Of the 48 children and young adults infected by SARS-CoV-2 involved in the report, 18 became critically ill and required invasive ventilation, two have succumbed, three still require mechanical ventilation, seven have discontinued mechanical ventilation but remain hospitalized, and sic have been discharged from the hospital.
On balance, the case fatality rate in this cross-sectional study was calculated at 4.2%. This estimate will be subject to change in the coming weeks.
The patients who died were aged 12 and 17 years; both had preexisting comorbidities and developed multisystem organ failure by reason of coronavirus infection, and one had gram-negative sepsis prior to developing COVID-19.
Fifteen children (31%) were still hospitalized, including five in critical condition with one still receiving ECMO. For those patients with completed pediatric intensive care unit (PICU) and hospital admissions (they either died or were discharged), the median PICU and hospital lengths of stay were five (three to nine) days and seven (four to 13) days, respectively.

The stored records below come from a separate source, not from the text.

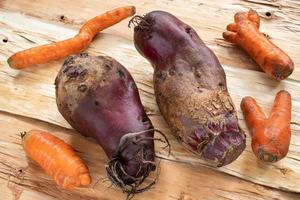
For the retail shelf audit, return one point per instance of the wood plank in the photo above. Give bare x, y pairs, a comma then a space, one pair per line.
22, 179
208, 17
31, 93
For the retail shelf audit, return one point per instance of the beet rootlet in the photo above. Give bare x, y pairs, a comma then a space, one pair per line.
190, 87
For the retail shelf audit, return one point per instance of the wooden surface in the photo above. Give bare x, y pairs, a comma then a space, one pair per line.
30, 96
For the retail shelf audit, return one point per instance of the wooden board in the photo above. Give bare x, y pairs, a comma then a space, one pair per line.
31, 93
19, 177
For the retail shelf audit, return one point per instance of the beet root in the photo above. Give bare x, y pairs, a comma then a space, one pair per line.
99, 98
190, 87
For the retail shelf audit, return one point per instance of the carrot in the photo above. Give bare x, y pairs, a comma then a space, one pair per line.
59, 50
57, 158
270, 136
245, 33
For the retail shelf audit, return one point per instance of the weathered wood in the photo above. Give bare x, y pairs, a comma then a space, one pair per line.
21, 178
208, 17
31, 92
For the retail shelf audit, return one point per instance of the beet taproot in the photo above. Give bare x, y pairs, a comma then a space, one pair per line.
100, 99
190, 87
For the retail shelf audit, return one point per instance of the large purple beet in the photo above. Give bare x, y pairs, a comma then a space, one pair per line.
99, 98
190, 87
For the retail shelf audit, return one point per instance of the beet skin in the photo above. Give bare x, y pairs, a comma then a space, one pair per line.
190, 87
99, 98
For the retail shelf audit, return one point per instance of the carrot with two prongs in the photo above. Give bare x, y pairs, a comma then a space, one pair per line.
245, 33
270, 136
58, 159
58, 50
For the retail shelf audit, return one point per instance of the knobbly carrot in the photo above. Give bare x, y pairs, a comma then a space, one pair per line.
57, 158
245, 33
59, 50
270, 136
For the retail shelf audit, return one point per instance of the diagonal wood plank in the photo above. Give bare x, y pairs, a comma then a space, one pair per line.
31, 93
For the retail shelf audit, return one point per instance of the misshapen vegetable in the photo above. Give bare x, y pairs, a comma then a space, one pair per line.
270, 136
99, 98
58, 159
190, 87
245, 33
58, 50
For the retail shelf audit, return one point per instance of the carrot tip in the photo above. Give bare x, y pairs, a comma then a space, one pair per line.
23, 134
133, 10
265, 156
85, 179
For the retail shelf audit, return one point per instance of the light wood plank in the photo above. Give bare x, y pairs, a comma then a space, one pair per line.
31, 93
208, 17
22, 179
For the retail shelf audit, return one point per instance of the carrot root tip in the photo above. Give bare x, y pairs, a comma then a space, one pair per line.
23, 134
266, 156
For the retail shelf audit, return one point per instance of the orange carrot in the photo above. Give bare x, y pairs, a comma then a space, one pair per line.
59, 50
57, 158
245, 33
270, 136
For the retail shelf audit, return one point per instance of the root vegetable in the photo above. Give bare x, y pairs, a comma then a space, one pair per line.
245, 33
58, 159
190, 87
100, 99
270, 136
58, 50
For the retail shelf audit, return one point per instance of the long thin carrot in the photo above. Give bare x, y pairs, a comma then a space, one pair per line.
245, 33
270, 136
57, 158
59, 50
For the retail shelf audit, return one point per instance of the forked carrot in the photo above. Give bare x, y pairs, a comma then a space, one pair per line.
59, 50
270, 136
245, 33
57, 158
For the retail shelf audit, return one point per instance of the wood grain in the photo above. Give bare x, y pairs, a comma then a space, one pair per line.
31, 92
208, 17
21, 178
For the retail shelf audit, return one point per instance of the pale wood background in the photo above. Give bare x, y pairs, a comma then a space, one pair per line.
27, 98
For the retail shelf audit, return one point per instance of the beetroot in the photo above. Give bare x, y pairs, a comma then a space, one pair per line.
99, 98
190, 87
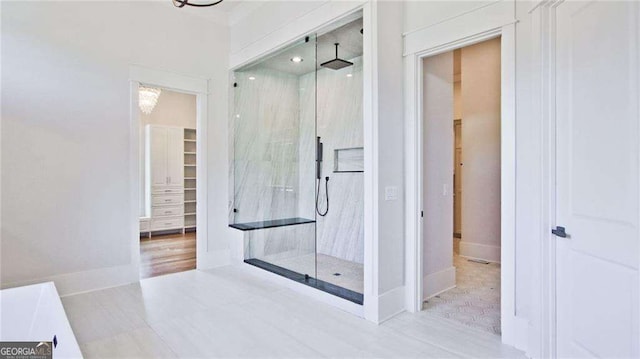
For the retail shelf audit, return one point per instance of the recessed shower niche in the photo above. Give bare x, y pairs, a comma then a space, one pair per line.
294, 110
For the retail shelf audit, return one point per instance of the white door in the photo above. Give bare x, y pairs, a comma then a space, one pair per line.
175, 156
597, 179
158, 155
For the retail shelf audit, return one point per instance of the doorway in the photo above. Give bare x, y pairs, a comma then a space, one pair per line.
168, 180
461, 229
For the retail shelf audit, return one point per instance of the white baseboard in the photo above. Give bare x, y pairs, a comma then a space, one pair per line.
391, 303
486, 252
86, 281
438, 282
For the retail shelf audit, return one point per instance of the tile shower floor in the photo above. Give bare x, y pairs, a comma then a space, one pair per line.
475, 301
343, 273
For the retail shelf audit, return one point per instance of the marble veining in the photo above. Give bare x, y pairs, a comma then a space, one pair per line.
340, 125
276, 119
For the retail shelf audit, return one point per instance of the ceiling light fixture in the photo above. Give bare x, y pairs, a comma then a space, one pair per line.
182, 3
148, 98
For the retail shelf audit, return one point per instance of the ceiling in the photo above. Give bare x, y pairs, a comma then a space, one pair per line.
221, 13
348, 36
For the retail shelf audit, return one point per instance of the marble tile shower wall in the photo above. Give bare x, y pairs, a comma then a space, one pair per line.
340, 125
273, 156
265, 146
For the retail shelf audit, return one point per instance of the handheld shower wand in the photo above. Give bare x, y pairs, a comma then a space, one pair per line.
319, 178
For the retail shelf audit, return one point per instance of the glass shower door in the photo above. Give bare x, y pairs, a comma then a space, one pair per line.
273, 154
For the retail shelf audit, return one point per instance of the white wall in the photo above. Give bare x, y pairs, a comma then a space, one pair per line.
530, 223
419, 14
173, 109
437, 158
66, 132
389, 146
480, 70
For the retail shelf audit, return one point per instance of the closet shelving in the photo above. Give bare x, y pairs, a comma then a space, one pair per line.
189, 179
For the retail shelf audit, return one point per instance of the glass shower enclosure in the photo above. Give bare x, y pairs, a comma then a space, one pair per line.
291, 171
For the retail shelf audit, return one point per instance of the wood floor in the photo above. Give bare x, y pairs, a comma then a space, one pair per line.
166, 254
229, 312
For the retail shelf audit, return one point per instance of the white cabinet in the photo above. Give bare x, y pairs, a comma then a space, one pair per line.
35, 313
165, 156
165, 176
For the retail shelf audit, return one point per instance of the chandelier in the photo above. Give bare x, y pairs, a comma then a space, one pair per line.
182, 3
148, 97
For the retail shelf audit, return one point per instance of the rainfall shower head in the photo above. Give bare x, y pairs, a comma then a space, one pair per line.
336, 64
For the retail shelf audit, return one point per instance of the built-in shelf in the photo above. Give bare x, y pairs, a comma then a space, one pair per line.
190, 169
251, 226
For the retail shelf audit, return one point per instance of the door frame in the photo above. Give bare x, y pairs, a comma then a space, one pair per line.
184, 84
422, 44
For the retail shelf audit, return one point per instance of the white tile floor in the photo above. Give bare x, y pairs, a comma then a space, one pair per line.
228, 312
475, 301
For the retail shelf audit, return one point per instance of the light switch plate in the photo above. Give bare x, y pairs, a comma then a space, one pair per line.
391, 193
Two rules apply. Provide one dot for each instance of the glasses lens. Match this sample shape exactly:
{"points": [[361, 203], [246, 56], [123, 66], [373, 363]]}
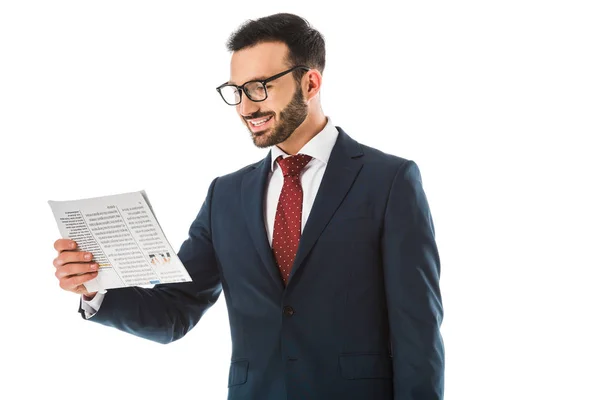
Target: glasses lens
{"points": [[230, 94], [256, 91]]}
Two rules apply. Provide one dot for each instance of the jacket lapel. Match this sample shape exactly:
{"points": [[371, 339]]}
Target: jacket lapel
{"points": [[341, 171], [253, 192]]}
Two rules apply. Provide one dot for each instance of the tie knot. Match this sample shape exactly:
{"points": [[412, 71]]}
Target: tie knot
{"points": [[293, 164]]}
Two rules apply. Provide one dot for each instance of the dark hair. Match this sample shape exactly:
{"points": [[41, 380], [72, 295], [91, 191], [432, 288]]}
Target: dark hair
{"points": [[306, 44]]}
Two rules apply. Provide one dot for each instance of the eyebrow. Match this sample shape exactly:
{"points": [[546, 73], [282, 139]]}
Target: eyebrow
{"points": [[259, 78]]}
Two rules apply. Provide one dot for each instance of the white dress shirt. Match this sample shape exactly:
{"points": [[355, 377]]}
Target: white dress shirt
{"points": [[319, 148]]}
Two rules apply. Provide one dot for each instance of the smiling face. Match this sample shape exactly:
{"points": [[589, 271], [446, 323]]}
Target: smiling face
{"points": [[275, 119]]}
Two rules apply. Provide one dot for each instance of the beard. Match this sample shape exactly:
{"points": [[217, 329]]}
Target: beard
{"points": [[290, 118]]}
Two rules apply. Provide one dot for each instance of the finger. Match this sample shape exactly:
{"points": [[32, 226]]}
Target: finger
{"points": [[81, 290], [72, 256], [65, 244], [75, 269], [71, 283]]}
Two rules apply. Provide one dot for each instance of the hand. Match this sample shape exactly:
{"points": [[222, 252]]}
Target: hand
{"points": [[73, 267]]}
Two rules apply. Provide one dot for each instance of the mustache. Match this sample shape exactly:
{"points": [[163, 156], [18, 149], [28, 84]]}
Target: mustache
{"points": [[258, 115]]}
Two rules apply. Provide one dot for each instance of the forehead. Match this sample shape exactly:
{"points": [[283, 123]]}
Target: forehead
{"points": [[258, 62]]}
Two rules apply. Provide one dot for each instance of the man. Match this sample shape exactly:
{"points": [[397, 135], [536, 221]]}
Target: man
{"points": [[324, 249]]}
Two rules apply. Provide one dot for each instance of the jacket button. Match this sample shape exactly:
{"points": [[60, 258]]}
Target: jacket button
{"points": [[288, 311]]}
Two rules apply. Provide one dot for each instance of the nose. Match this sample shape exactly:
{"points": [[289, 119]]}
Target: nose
{"points": [[247, 106]]}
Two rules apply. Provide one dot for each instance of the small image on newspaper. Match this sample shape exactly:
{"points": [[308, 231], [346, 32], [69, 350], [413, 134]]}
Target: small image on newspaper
{"points": [[125, 238]]}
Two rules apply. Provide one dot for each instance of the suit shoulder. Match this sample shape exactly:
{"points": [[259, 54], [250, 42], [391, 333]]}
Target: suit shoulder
{"points": [[377, 156], [238, 174]]}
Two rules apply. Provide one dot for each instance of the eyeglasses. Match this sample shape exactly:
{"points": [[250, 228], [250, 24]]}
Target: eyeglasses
{"points": [[255, 90]]}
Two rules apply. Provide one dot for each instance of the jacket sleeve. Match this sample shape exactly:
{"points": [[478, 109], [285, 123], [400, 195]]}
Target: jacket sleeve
{"points": [[412, 270], [167, 312]]}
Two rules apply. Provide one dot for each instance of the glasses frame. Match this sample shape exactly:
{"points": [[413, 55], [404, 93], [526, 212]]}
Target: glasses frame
{"points": [[264, 82]]}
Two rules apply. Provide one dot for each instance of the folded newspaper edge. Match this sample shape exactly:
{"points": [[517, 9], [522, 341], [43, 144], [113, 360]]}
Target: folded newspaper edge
{"points": [[125, 238]]}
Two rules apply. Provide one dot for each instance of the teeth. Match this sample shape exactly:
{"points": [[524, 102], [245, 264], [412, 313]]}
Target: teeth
{"points": [[262, 121]]}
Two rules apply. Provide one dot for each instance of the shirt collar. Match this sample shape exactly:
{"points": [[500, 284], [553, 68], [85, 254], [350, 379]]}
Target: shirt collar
{"points": [[319, 147]]}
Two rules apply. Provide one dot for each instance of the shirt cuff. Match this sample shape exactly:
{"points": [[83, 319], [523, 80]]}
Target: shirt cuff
{"points": [[91, 307]]}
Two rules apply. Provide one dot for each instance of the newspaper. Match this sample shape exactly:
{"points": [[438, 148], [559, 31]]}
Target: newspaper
{"points": [[125, 238]]}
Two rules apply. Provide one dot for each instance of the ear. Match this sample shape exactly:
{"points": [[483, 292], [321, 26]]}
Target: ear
{"points": [[311, 83]]}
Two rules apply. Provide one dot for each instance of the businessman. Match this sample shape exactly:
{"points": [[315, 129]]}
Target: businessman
{"points": [[324, 250]]}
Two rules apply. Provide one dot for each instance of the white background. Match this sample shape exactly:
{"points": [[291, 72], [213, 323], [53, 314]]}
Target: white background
{"points": [[497, 102]]}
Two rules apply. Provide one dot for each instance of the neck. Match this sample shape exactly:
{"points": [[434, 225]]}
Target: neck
{"points": [[312, 125]]}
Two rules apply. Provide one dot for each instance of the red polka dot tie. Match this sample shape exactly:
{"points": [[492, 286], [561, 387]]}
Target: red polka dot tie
{"points": [[288, 218]]}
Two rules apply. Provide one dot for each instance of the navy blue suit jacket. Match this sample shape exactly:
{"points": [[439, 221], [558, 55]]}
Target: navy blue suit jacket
{"points": [[360, 316]]}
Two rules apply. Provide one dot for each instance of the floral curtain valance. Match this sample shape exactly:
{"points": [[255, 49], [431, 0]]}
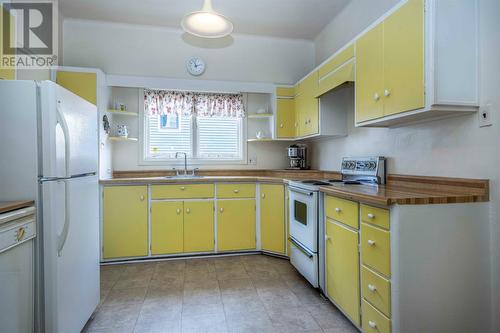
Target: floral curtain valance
{"points": [[160, 102]]}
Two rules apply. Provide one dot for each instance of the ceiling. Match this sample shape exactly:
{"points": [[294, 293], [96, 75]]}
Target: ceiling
{"points": [[279, 18]]}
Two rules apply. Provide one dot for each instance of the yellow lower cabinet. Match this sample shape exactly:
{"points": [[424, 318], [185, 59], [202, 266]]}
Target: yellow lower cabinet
{"points": [[125, 222], [342, 268], [272, 218], [376, 249], [373, 320], [236, 225], [167, 227], [198, 226]]}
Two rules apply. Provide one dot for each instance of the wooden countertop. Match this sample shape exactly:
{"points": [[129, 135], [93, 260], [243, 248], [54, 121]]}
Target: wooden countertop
{"points": [[415, 190], [400, 189], [6, 206]]}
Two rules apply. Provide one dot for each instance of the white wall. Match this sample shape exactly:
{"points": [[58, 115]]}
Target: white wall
{"points": [[126, 155], [149, 51], [352, 19], [453, 147]]}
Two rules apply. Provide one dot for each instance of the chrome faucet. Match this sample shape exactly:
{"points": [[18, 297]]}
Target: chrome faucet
{"points": [[185, 161]]}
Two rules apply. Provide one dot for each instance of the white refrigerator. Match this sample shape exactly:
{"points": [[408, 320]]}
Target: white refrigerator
{"points": [[49, 152]]}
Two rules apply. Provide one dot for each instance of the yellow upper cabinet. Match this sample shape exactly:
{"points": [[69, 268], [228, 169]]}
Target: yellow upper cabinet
{"points": [[236, 224], [81, 83], [370, 75], [125, 222], [285, 118], [198, 226], [404, 59], [338, 70], [167, 227], [390, 65], [7, 72], [272, 218]]}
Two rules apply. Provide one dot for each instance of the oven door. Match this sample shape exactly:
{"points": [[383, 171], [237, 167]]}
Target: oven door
{"points": [[304, 217]]}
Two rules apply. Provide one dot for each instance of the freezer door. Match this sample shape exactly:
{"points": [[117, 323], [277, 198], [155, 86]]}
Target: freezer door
{"points": [[71, 253], [69, 133]]}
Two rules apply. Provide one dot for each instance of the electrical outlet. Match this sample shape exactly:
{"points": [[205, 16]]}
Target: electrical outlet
{"points": [[485, 116]]}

More broadly, clinical relief efforts are currently being developed and remdesivir has already demonstrated some promising results.
Remdesivir is a direct-acting antiviral trial drug that facilitates viral RNA synthesis. The agent has been previously studied to inhibit activity in cell culture and animal models against SARS-CoV, MERS-CoV, and SARS-CoV-2.
De Blasio, recently challenged the limited number of available doses of remdesivir to mitigate COVID-19 fatalities in a media release. The federal government has obtained roughly 500,000 doses of remdesivir collectively and New York City has received about 4,000 doses.